By Steve Outing
I like Facebook … a lot. Since it opened up to everyone (not just college students), and since it opened up to third-party applications, the site has become enormously useful. It even seems to be usurping the much more business-like social networking site LinkedIn. In the last couple weeks — through a combination of business colleagues “friending” me and me reaching out to “friend” people I know in my industry — my Facebook friends list has overtaken my LinkedIn friends list, by about double. (It’s less of a social friends thing for me, and more of a business tool.)
I think what I prefer about Facebook over LinkedIn is that it does combine business and personal. You can find out some personal things about me on my Facebook profile, such as my political bent, and find photos from family vacations. Some people I know dislike Facebook exactly because of this, not wanting to mix their personal and business lives. It’s probably not for everyone, but I like this aspect of Facebook.
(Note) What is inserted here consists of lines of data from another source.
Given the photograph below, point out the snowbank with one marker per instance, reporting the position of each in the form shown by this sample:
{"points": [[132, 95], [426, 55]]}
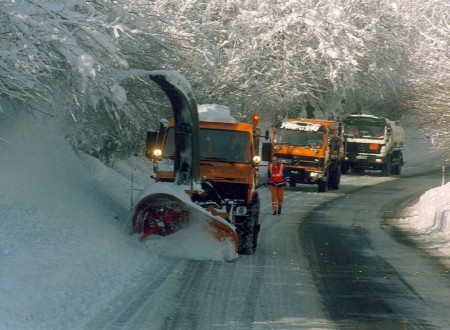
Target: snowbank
{"points": [[430, 217]]}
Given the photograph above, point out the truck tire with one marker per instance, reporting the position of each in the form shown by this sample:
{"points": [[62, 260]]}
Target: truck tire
{"points": [[344, 168], [387, 167], [397, 169], [323, 185], [334, 177], [247, 229]]}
But while Facebook is great (IMHO), it’s not good for everything, and I think there’s a place for niche social networks in our lives as well. My company is in that business, so of course I believe that. I just noticed this quote from Sheila Lennon’s Subterranean Homepage News blog, which I think points to the opportunity that companies like mine are addressing:
Facebook is the opposite of what I’m looking for
Somewhere, I like to think, there is or will be a network comprising only those who can find it. And when I finally stumble in there, they’ll say, “We’ve been waiting for you.”